The consequences of sarcopenia extend beyond survival and the hospital stay. Skeletal muscle plays a critical role in insulin sensitivity. In the non-transplant setting, population based data showed sarcopenia was associated with insulin resistance and metabolic syndrome[4,46]. The prevalence of the post-transplant metabolic syndrome ranges from 44%-58%[47-51], and it is possible that sarcopenia may be a significant contributing factor.

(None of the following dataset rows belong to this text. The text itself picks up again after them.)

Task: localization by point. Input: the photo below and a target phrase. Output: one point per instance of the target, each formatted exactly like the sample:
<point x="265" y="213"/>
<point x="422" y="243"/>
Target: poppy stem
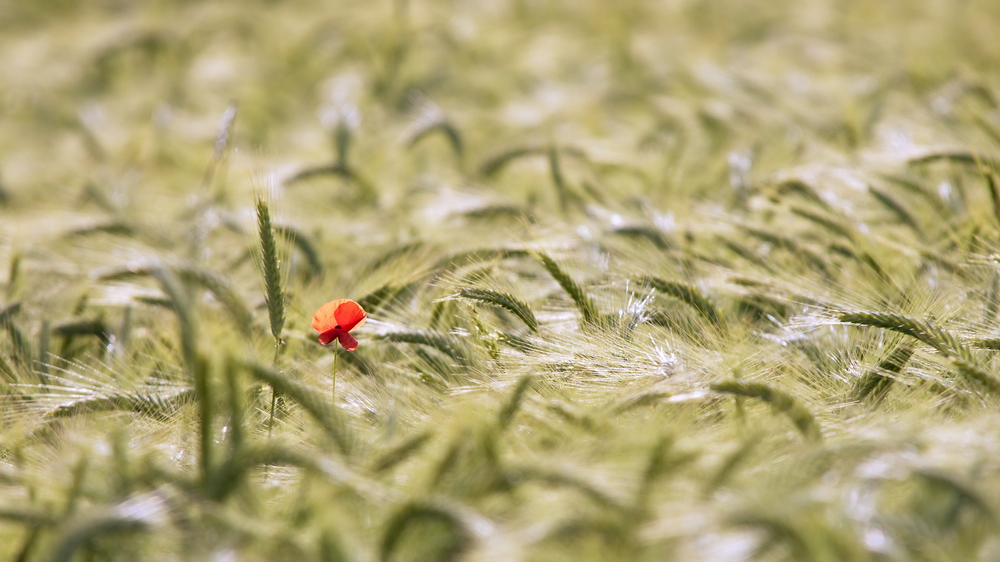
<point x="334" y="384"/>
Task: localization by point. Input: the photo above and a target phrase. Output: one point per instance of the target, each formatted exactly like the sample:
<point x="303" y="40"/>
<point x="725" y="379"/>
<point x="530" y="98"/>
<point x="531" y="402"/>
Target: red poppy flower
<point x="335" y="319"/>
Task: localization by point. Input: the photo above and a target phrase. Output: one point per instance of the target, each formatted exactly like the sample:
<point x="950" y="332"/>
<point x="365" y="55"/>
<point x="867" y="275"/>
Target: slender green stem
<point x="274" y="393"/>
<point x="334" y="385"/>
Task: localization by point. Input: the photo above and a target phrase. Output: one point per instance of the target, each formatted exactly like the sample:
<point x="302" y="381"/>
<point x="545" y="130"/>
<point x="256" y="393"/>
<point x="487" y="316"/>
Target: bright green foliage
<point x="646" y="279"/>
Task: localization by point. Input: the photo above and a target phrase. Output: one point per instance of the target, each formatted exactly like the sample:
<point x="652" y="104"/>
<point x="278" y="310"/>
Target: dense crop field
<point x="646" y="280"/>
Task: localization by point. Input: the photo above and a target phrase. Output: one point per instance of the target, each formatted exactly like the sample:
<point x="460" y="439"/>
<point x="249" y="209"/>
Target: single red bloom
<point x="335" y="319"/>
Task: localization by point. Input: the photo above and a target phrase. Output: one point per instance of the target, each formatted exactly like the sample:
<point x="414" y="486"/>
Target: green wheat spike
<point x="274" y="292"/>
<point x="514" y="402"/>
<point x="448" y="545"/>
<point x="942" y="340"/>
<point x="875" y="383"/>
<point x="778" y="399"/>
<point x="442" y="342"/>
<point x="503" y="300"/>
<point x="826" y="222"/>
<point x="583" y="301"/>
<point x="495" y="164"/>
<point x="305" y="396"/>
<point x="689" y="294"/>
<point x="401" y="452"/>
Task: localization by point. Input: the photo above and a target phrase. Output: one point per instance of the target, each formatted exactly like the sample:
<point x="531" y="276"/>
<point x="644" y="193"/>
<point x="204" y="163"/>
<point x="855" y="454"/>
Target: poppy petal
<point x="348" y="341"/>
<point x="349" y="315"/>
<point x="325" y="318"/>
<point x="329" y="336"/>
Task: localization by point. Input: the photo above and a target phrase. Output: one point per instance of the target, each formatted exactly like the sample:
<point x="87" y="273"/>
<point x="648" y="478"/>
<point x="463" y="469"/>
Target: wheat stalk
<point x="583" y="301"/>
<point x="502" y="300"/>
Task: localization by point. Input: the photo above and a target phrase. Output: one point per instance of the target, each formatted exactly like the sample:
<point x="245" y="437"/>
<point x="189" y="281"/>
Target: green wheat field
<point x="646" y="280"/>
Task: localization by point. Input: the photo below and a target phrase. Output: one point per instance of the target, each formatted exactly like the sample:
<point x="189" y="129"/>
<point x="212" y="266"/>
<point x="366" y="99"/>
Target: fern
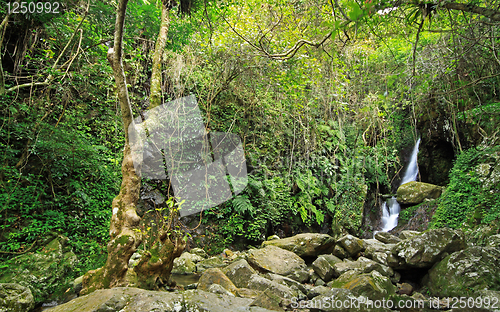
<point x="242" y="204"/>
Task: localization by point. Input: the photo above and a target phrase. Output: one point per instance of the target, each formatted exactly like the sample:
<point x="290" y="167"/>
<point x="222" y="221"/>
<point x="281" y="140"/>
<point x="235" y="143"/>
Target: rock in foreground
<point x="275" y="260"/>
<point x="15" y="298"/>
<point x="128" y="299"/>
<point x="416" y="192"/>
<point x="306" y="244"/>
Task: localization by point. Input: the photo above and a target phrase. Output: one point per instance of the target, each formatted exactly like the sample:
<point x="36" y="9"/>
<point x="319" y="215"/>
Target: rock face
<point x="372" y="285"/>
<point x="424" y="250"/>
<point x="306" y="244"/>
<point x="416" y="192"/>
<point x="215" y="276"/>
<point x="387" y="238"/>
<point x="407" y="234"/>
<point x="475" y="268"/>
<point x="239" y="273"/>
<point x="275" y="260"/>
<point x="323" y="266"/>
<point x="134" y="299"/>
<point x="214" y="262"/>
<point x="186" y="263"/>
<point x="15" y="298"/>
<point x="351" y="244"/>
<point x="41" y="272"/>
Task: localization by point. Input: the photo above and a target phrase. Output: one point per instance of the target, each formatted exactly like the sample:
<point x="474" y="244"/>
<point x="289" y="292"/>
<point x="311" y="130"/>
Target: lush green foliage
<point x="472" y="196"/>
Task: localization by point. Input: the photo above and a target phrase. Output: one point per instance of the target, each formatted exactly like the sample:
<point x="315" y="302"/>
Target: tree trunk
<point x="156" y="263"/>
<point x="124" y="240"/>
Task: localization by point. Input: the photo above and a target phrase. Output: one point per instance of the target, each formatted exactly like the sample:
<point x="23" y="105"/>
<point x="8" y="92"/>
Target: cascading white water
<point x="412" y="170"/>
<point x="391" y="208"/>
<point x="390" y="214"/>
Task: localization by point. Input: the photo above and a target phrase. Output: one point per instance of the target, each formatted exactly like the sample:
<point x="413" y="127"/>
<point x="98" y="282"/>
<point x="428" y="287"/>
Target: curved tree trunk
<point x="155" y="263"/>
<point x="124" y="240"/>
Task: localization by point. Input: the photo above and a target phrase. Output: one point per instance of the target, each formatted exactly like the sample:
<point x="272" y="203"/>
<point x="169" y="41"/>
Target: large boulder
<point x="493" y="241"/>
<point x="306" y="244"/>
<point x="407" y="234"/>
<point x="362" y="265"/>
<point x="387" y="238"/>
<point x="424" y="250"/>
<point x="260" y="283"/>
<point x="215" y="276"/>
<point x="377" y="251"/>
<point x="339" y="300"/>
<point x="275" y="260"/>
<point x="416" y="192"/>
<point x="288" y="282"/>
<point x="323" y="266"/>
<point x="474" y="269"/>
<point x="351" y="244"/>
<point x="239" y="273"/>
<point x="186" y="263"/>
<point x="46" y="273"/>
<point x="135" y="299"/>
<point x="15" y="298"/>
<point x="372" y="285"/>
<point x="214" y="262"/>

As an example, reduced psoas muscle area after transplant was associated with a 3 fold higher risk of developing diabetes mellitus[13]. The effect of sarcopenia on the health of long term survivors after liver transplant has not been well studied.

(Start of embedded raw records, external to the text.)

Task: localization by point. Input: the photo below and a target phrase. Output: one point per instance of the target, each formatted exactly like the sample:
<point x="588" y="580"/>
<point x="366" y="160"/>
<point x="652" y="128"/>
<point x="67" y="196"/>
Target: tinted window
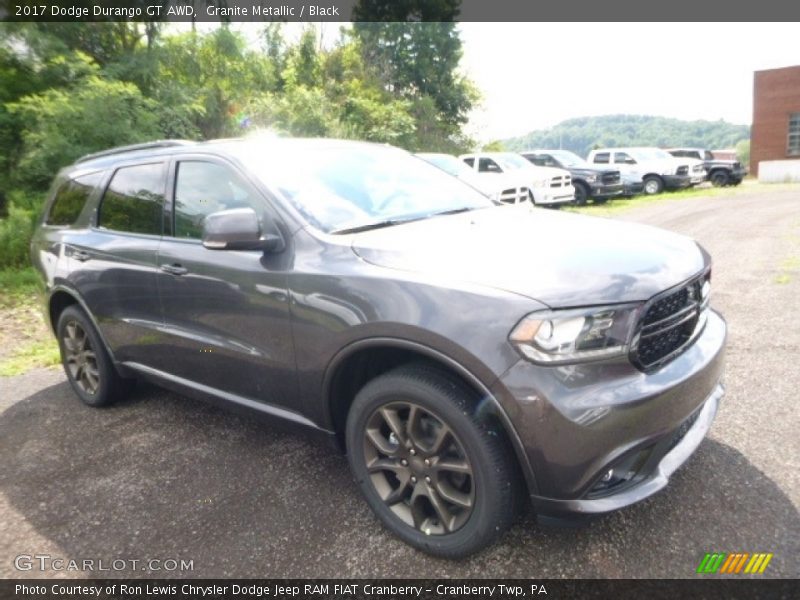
<point x="71" y="198"/>
<point x="487" y="165"/>
<point x="202" y="188"/>
<point x="623" y="158"/>
<point x="134" y="200"/>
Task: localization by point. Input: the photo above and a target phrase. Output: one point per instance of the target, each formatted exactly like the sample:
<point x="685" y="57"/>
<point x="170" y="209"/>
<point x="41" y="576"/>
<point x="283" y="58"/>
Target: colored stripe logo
<point x="734" y="563"/>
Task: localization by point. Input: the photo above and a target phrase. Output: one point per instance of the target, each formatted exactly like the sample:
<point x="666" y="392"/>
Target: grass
<point x="25" y="341"/>
<point x="38" y="353"/>
<point x="621" y="205"/>
<point x="17" y="286"/>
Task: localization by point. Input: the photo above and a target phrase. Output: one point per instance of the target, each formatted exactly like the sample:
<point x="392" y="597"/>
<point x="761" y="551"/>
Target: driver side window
<point x="202" y="188"/>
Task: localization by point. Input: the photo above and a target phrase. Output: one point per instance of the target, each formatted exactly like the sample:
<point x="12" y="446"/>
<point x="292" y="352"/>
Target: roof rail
<point x="134" y="148"/>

Increased weight and body mass index are commonly observed after liver transplantation[35] with one series finding the median weight gain at 1 and 3 years was 5.1 kg and 9.5 kg, respectively[52]. Most weight gain occurs within the first year after liver transplant[53-55], and it appears that much of this weight gain is an increase in fat mass. Longitudinal data differs on changes in lean body mass after liver transplant with some series showing continued decreases in lean body mass[13,56-58], some studies finding increased lean body mass[59,60] and one without significant change[61]. Decreased lean mass does not always reach the threshold of sarcopenia, and one study examined the rate of sarcopenia before and after transplant. In that study, the prevalence of sarcopenia, defined by cross sectional imaging, increased from 62.3% pretransplant to 86.8% post-transplant roughly one year after transplant[13]. Most longitudinal studies have examined outcomes within the first one to two years after transplant. Less information is known about changes long term in body composition. In a group of long term survivors after liver transplantation, measurements of body composition in many transplant recipients were similar to those seen with sarcopenic obesity[62]. In another study of long term survivors (> 10 years) after transplant, body mass index identified 7.3% as malnourished whereas bioimpedance identified 31.7% as malnourished, highlighting how a gain in fat mass may result in the under recognition of persistent sarcopenia[63].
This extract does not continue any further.